In the wake of recent concerns regarding mass delistings on South Korean crypto exchanges, the Financial Supervisory Service (FSS) has stepped forward to clarify its role. While the new Virtual Asset User Protection Act mandates stricter token reviews, the FSS emphasizes its focus on setting listing standards, not directly dictating delistings.
Fears of Delistings Spook Investors
Rumors of potential delistings for up to 600 altcoins sent shivers down the spines of South Korean crypto investors. This stemmed from reports that the FSS instructed major exchanges like Upbit, Bithumb, and Gopax to re-evaluate listed tokens.
However, the FSS has distanced itself from directly influencing delisting decisions. They highlight their role in establishing stricter listing guidelines and collaborating with exchanges to develop best practices for token reviews. The ultimate responsibility for listing and delisting decisions rests with the individual exchanges and the Digital Asset eXchange Alliance (DAXA).

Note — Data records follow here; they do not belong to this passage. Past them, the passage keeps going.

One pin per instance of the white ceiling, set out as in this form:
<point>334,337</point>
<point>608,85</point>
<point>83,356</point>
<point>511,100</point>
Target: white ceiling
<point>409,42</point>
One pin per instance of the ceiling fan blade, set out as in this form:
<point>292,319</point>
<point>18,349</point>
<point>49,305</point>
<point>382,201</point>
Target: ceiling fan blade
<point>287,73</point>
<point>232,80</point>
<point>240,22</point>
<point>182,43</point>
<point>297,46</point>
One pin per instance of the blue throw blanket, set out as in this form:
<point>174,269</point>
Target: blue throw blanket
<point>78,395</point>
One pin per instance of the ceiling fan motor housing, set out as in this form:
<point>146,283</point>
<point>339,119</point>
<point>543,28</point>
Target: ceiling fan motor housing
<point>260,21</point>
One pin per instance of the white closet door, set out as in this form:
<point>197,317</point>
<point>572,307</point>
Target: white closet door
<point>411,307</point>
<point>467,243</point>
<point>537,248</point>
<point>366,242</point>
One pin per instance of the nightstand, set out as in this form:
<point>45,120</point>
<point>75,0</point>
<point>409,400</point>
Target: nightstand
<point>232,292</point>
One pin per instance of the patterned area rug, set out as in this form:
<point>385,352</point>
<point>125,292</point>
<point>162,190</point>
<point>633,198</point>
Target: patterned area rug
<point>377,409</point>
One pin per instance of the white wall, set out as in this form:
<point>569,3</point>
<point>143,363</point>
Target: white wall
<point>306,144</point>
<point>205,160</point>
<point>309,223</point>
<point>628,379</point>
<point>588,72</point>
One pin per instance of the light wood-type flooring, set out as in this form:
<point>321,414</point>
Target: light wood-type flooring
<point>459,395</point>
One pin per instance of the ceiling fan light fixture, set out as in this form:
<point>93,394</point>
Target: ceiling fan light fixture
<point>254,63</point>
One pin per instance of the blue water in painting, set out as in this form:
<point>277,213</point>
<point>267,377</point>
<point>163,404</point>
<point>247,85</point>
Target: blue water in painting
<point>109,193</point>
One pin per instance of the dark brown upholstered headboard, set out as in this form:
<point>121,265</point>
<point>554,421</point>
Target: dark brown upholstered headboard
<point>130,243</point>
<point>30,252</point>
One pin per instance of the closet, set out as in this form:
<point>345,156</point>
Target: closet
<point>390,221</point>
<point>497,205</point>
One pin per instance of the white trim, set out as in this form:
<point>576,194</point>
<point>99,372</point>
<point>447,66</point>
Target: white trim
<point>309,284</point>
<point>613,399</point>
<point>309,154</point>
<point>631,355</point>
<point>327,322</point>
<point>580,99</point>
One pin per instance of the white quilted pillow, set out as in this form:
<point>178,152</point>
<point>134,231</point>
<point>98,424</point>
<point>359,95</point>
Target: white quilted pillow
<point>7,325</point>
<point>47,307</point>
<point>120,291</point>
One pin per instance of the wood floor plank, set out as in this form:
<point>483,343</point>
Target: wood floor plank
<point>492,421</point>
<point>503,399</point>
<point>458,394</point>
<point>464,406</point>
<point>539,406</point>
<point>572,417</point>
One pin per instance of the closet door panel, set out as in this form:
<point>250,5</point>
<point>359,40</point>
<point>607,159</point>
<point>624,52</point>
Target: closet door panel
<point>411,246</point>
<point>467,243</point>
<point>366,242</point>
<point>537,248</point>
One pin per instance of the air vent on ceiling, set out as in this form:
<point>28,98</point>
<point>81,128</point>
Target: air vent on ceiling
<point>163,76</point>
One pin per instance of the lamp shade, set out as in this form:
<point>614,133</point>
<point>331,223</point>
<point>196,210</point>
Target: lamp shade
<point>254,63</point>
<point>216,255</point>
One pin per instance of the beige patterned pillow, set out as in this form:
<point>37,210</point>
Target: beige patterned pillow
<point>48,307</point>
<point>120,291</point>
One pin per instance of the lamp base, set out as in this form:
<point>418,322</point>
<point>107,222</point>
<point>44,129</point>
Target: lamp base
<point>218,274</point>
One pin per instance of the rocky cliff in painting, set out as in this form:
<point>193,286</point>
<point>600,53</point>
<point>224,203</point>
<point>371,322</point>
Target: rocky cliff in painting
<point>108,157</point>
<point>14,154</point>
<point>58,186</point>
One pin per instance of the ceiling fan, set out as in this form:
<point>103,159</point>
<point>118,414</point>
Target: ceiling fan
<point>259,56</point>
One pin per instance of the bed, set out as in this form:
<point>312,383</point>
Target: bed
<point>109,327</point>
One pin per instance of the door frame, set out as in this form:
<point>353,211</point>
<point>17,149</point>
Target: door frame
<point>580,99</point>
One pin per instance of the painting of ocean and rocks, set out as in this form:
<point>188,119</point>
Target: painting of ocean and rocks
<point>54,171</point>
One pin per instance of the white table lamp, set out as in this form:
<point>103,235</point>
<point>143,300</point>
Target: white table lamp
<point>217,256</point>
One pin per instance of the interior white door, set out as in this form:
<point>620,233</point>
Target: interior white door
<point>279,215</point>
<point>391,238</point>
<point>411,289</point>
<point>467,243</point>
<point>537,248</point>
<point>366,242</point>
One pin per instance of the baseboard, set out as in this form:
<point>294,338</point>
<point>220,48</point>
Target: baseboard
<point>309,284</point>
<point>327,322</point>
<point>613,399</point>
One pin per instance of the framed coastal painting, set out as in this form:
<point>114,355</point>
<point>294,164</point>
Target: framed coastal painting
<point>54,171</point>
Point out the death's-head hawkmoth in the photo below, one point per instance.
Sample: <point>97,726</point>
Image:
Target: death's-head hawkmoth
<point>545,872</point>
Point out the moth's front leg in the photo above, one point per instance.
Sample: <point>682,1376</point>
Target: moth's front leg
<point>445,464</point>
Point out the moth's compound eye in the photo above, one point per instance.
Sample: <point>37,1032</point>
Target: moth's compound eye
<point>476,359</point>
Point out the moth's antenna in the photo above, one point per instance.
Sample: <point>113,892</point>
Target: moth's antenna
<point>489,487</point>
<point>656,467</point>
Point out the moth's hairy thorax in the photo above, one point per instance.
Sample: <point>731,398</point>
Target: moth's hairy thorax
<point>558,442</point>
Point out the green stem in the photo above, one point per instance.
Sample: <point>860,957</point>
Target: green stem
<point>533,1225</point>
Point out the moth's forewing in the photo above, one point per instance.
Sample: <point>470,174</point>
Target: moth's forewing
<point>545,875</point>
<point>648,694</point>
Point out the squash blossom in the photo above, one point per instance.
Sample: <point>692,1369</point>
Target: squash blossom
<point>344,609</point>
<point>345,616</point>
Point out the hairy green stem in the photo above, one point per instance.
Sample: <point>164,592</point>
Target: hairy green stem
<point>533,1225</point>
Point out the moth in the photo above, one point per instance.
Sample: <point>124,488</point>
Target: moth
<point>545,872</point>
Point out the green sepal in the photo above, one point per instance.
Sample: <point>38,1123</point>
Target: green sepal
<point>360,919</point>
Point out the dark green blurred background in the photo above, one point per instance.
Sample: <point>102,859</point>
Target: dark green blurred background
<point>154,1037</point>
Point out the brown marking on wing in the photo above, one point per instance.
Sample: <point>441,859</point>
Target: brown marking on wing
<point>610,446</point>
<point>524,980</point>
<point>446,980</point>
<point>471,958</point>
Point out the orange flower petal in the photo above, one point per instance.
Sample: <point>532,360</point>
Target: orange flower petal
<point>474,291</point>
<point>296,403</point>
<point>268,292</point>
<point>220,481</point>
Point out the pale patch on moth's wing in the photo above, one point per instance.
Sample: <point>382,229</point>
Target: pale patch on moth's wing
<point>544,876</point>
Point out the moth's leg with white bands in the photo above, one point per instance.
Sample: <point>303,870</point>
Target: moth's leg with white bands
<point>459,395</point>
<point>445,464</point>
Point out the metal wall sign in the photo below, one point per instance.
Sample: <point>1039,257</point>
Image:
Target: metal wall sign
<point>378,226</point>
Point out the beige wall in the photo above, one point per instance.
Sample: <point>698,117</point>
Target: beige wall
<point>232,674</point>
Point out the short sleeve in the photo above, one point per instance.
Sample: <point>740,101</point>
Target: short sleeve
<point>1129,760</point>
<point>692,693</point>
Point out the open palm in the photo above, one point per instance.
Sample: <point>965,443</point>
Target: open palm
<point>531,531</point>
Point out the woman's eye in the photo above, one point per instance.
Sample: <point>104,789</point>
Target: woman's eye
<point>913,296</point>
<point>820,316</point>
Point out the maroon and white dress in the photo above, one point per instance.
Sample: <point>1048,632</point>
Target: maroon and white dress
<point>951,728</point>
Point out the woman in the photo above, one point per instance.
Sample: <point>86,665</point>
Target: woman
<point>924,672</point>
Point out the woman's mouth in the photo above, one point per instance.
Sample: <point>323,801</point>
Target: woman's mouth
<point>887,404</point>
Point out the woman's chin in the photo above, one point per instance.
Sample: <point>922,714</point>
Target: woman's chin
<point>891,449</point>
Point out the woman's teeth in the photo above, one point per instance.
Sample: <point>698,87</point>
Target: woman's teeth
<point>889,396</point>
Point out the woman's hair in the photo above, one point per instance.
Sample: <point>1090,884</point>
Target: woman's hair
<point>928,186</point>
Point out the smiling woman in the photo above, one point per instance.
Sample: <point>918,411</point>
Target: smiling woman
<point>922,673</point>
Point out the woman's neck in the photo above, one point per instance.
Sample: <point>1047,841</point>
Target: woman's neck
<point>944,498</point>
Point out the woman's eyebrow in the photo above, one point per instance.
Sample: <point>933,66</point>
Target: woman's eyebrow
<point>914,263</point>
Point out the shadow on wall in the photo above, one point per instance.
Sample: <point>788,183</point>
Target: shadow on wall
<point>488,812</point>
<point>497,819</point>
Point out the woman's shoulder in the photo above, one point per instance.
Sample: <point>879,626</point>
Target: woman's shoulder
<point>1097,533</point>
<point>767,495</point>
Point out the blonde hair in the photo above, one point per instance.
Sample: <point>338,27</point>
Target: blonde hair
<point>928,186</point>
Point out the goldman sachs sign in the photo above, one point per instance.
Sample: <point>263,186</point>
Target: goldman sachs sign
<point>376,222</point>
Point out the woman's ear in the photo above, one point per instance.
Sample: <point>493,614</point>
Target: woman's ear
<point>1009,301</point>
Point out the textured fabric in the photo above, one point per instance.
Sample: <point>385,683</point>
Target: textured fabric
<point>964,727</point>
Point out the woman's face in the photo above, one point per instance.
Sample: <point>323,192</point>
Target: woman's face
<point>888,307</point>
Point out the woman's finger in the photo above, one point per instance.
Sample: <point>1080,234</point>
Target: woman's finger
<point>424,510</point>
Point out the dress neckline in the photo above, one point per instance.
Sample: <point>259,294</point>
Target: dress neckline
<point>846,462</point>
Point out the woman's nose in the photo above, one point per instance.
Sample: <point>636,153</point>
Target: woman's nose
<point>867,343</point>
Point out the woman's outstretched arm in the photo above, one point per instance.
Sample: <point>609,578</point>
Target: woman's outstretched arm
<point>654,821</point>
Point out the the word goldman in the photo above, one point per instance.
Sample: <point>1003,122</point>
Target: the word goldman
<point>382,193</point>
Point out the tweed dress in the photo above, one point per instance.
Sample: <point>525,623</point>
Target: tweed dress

Stricter Compliance, Not Mass Delistings
The Virtual Asset User Protection Act signifies a shift towards tighter regulations in the South Korean crypto market. Exchanges will be required to conduct biannual assessments of listed tokens, focusing on factors like issuing entity reliability, user protection measures, and adherence to security standards. This enhanced scrutiny aims to foster a more secure and responsible crypto ecosystem.
FSS Expands Crypto Oversight
The FSS’s commitment to the evolving crypto landscape is further underlined by reports of a dedicated crypto regulation division being established. This new division will be tasked with developing policies, overseeing regulatory compliance, and shaping the framework for the future of crypto in South Korea.
Overall, this clarification by the FSS offers a sense of direction for both investors and crypto exchanges. While tighter compliance is on the horizon, the focus remains on fostering a healthy and secure digital asset market in South Korea.